We had a run-in with maya units when referencing our rigs. Here’s what we figured out
- The type of the attribute matters a LOT in these cases, and that includes any custom attributes you create
- Attributes that deal with unit conversion are angle, distance, and unitless (default float attributes)
- Maya’s native units are centimeters and radians. Basically everything at the API level uses these units (with few exceptions)
How Unit Conversion connections work:
- If the type of the attributes to be connected matches (angle, distance, or unitless), then no conversion is added
- If the type doesn’t match, create a unit conversion node. EXCEPT if both ends are api native type for the current scene (unitless is always native type)
So a unitless attribute connected to a distance attribute when the scene is in centimeters will not create a conversion node. But the same connection made when the scene is in meters, or inches will. And a connection between distance and angle when the units are set to centimeters and radians will not create a unit conversion node.
Thoughts on conversion
Attributes of type distance or angle are always stored and passed in native units, but will be displayed in current scene units
You can prove this to yourself if you create a float attribute, and connect it to an angle. You’ll get a unit conversion node of
0.017 (degrees to radians). However, the controlled angle will display the same value as the controlling attribute. This is because the actual value passed is in radians, but there is an implicit conversion from radians to degrees for display in the UI.
In that case, because the float is connected to an angle when the scene is in degrees, maya assumes that you meant that attribute to be interacted with as degrees, and therefore any animation or whatever on that value will always be in degrees, no matter how you change the scene units because that attribute is unitless.

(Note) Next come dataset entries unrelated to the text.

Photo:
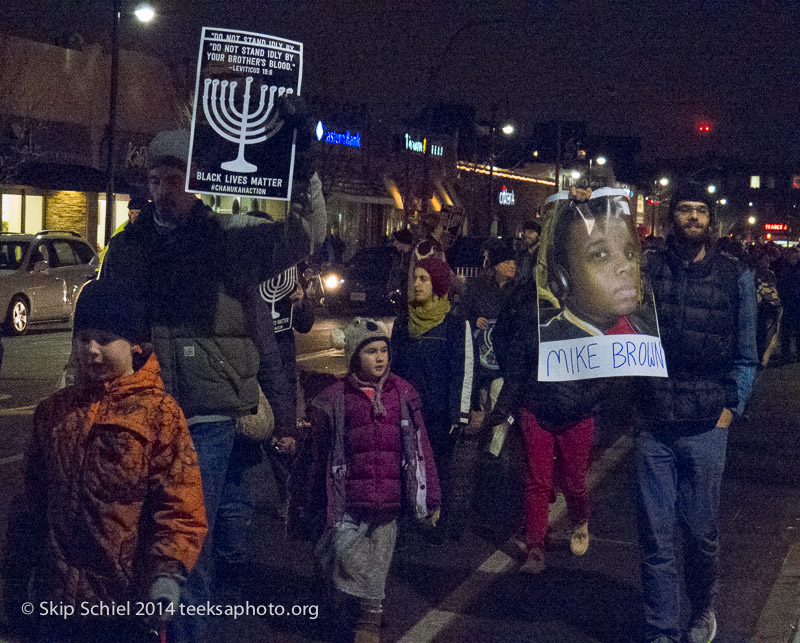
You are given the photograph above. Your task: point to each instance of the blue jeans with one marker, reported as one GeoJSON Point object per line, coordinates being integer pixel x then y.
{"type": "Point", "coordinates": [236, 509]}
{"type": "Point", "coordinates": [213, 442]}
{"type": "Point", "coordinates": [678, 481]}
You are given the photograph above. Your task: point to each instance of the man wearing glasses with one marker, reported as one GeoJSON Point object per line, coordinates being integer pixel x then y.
{"type": "Point", "coordinates": [706, 306]}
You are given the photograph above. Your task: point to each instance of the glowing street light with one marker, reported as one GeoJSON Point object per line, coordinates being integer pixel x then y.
{"type": "Point", "coordinates": [144, 12]}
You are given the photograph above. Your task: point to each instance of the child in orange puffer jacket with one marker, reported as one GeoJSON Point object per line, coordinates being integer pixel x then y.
{"type": "Point", "coordinates": [113, 510]}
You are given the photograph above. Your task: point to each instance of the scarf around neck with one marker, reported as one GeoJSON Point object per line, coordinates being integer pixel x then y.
{"type": "Point", "coordinates": [421, 319]}
{"type": "Point", "coordinates": [377, 405]}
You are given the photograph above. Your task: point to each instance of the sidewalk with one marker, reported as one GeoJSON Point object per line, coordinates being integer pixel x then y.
{"type": "Point", "coordinates": [468, 591]}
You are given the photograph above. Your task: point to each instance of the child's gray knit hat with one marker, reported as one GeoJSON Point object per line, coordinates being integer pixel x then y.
{"type": "Point", "coordinates": [360, 331]}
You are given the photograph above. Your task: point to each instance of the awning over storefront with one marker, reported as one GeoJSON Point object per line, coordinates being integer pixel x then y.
{"type": "Point", "coordinates": [58, 176]}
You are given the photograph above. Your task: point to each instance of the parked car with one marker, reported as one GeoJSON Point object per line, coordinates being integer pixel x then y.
{"type": "Point", "coordinates": [40, 276]}
{"type": "Point", "coordinates": [363, 284]}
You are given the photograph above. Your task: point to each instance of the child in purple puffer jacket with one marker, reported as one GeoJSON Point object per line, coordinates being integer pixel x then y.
{"type": "Point", "coordinates": [379, 464]}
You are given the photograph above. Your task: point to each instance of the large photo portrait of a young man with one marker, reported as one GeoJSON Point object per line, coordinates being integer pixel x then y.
{"type": "Point", "coordinates": [597, 315]}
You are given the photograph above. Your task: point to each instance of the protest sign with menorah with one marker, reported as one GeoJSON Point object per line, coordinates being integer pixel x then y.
{"type": "Point", "coordinates": [239, 143]}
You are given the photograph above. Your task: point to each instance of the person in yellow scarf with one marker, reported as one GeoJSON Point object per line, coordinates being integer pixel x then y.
{"type": "Point", "coordinates": [432, 349]}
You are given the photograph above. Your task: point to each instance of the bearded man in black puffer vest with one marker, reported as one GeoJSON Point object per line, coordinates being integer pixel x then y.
{"type": "Point", "coordinates": [706, 305]}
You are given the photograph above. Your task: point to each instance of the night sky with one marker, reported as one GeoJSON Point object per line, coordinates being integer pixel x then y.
{"type": "Point", "coordinates": [649, 69]}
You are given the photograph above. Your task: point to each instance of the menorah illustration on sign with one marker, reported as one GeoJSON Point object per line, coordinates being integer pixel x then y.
{"type": "Point", "coordinates": [241, 126]}
{"type": "Point", "coordinates": [275, 289]}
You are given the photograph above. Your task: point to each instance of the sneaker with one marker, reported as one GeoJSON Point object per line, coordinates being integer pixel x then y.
{"type": "Point", "coordinates": [579, 542]}
{"type": "Point", "coordinates": [516, 548]}
{"type": "Point", "coordinates": [704, 627]}
{"type": "Point", "coordinates": [535, 562]}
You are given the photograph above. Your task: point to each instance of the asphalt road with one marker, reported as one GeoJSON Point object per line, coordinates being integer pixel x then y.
{"type": "Point", "coordinates": [469, 590]}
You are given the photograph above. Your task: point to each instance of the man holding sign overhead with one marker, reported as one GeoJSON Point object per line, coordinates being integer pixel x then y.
{"type": "Point", "coordinates": [707, 316]}
{"type": "Point", "coordinates": [197, 272]}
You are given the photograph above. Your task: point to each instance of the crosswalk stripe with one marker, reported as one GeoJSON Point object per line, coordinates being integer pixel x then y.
{"type": "Point", "coordinates": [436, 620]}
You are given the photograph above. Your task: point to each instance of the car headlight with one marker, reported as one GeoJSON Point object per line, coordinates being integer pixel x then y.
{"type": "Point", "coordinates": [332, 282]}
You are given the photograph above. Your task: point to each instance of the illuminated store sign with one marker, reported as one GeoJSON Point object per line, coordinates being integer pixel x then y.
{"type": "Point", "coordinates": [421, 147]}
{"type": "Point", "coordinates": [506, 196]}
{"type": "Point", "coordinates": [337, 138]}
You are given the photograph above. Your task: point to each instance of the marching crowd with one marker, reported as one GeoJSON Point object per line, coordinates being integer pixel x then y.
{"type": "Point", "coordinates": [139, 476]}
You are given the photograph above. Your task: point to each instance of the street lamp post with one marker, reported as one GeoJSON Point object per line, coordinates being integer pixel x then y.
{"type": "Point", "coordinates": [112, 123]}
{"type": "Point", "coordinates": [508, 130]}
{"type": "Point", "coordinates": [601, 160]}
{"type": "Point", "coordinates": [144, 13]}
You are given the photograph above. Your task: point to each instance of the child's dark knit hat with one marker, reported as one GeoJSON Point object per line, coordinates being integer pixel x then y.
{"type": "Point", "coordinates": [169, 148]}
{"type": "Point", "coordinates": [439, 273]}
{"type": "Point", "coordinates": [111, 308]}
{"type": "Point", "coordinates": [359, 332]}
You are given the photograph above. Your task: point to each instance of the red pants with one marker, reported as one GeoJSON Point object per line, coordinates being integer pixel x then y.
{"type": "Point", "coordinates": [574, 448]}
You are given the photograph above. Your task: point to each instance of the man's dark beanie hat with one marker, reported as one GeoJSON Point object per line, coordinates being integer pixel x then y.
{"type": "Point", "coordinates": [110, 307]}
{"type": "Point", "coordinates": [690, 191]}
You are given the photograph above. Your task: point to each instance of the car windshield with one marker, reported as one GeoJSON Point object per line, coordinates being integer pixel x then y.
{"type": "Point", "coordinates": [11, 254]}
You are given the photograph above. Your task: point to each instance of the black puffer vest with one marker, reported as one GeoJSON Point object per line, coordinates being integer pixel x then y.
{"type": "Point", "coordinates": [697, 305]}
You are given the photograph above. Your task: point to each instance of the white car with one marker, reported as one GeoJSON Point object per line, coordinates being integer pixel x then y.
{"type": "Point", "coordinates": [40, 276]}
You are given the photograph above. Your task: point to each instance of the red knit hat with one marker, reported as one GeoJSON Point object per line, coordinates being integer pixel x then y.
{"type": "Point", "coordinates": [439, 273]}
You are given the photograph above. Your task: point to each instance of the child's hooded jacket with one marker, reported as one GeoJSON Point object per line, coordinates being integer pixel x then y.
{"type": "Point", "coordinates": [369, 455]}
{"type": "Point", "coordinates": [113, 495]}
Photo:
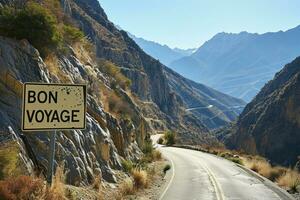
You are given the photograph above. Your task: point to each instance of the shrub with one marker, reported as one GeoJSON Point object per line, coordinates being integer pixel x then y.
{"type": "Point", "coordinates": [72, 34]}
{"type": "Point", "coordinates": [127, 165]}
{"type": "Point", "coordinates": [34, 23]}
{"type": "Point", "coordinates": [57, 189]}
{"type": "Point", "coordinates": [140, 178]}
{"type": "Point", "coordinates": [148, 147]}
{"type": "Point", "coordinates": [22, 187]}
{"type": "Point", "coordinates": [127, 188]}
{"type": "Point", "coordinates": [170, 138]}
{"type": "Point", "coordinates": [9, 160]}
{"type": "Point", "coordinates": [289, 180]}
{"type": "Point", "coordinates": [166, 168]}
{"type": "Point", "coordinates": [160, 140]}
{"type": "Point", "coordinates": [118, 106]}
{"type": "Point", "coordinates": [114, 71]}
{"type": "Point", "coordinates": [156, 155]}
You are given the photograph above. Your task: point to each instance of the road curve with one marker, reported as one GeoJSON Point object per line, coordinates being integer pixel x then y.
{"type": "Point", "coordinates": [200, 176]}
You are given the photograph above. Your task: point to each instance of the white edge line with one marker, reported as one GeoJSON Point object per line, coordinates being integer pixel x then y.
{"type": "Point", "coordinates": [171, 180]}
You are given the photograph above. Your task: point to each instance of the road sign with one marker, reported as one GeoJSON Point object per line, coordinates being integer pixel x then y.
{"type": "Point", "coordinates": [53, 107]}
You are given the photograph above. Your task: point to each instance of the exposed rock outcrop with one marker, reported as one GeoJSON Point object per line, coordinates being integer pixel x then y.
{"type": "Point", "coordinates": [270, 124]}
{"type": "Point", "coordinates": [97, 150]}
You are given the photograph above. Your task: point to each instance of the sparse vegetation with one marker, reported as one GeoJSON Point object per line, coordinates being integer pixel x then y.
{"type": "Point", "coordinates": [160, 140]}
{"type": "Point", "coordinates": [9, 161]}
{"type": "Point", "coordinates": [166, 168]}
{"type": "Point", "coordinates": [170, 138]}
{"type": "Point", "coordinates": [148, 147]}
{"type": "Point", "coordinates": [21, 187]}
{"type": "Point", "coordinates": [290, 180]}
{"type": "Point", "coordinates": [157, 155]}
{"type": "Point", "coordinates": [57, 189]}
{"type": "Point", "coordinates": [114, 71]}
{"type": "Point", "coordinates": [140, 178]}
{"type": "Point", "coordinates": [126, 188]}
{"type": "Point", "coordinates": [127, 165]}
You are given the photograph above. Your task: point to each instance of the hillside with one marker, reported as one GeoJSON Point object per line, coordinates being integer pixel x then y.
{"type": "Point", "coordinates": [148, 76]}
{"type": "Point", "coordinates": [130, 94]}
{"type": "Point", "coordinates": [240, 64]}
{"type": "Point", "coordinates": [163, 53]}
{"type": "Point", "coordinates": [270, 124]}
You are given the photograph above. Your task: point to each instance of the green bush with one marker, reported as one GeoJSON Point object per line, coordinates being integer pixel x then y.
{"type": "Point", "coordinates": [34, 23]}
{"type": "Point", "coordinates": [114, 71]}
{"type": "Point", "coordinates": [166, 168]}
{"type": "Point", "coordinates": [72, 34]}
{"type": "Point", "coordinates": [148, 148]}
{"type": "Point", "coordinates": [170, 138]}
{"type": "Point", "coordinates": [127, 165]}
{"type": "Point", "coordinates": [160, 140]}
{"type": "Point", "coordinates": [9, 161]}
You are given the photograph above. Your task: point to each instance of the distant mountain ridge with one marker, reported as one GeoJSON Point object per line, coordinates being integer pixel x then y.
{"type": "Point", "coordinates": [163, 53]}
{"type": "Point", "coordinates": [270, 123]}
{"type": "Point", "coordinates": [240, 64]}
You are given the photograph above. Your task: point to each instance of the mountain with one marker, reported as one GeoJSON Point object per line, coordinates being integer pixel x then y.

And If you didn’t do it like that, then when you referenced an already animated file into another with different units, then the animation would necessarily change
Our biggest takeaway from that experience was always always always make sure that when you create attributes that are supposed to be angles, you make the attribute an angle type, and when they’re supposed to be distances, you make them distance type. You can’t do that through the “Add Attribute…” menu item, you’ve gotta do it through code. We also had to go back through all our custom c++ nodes, update the attribute types, and recompile them to get the expected behavior.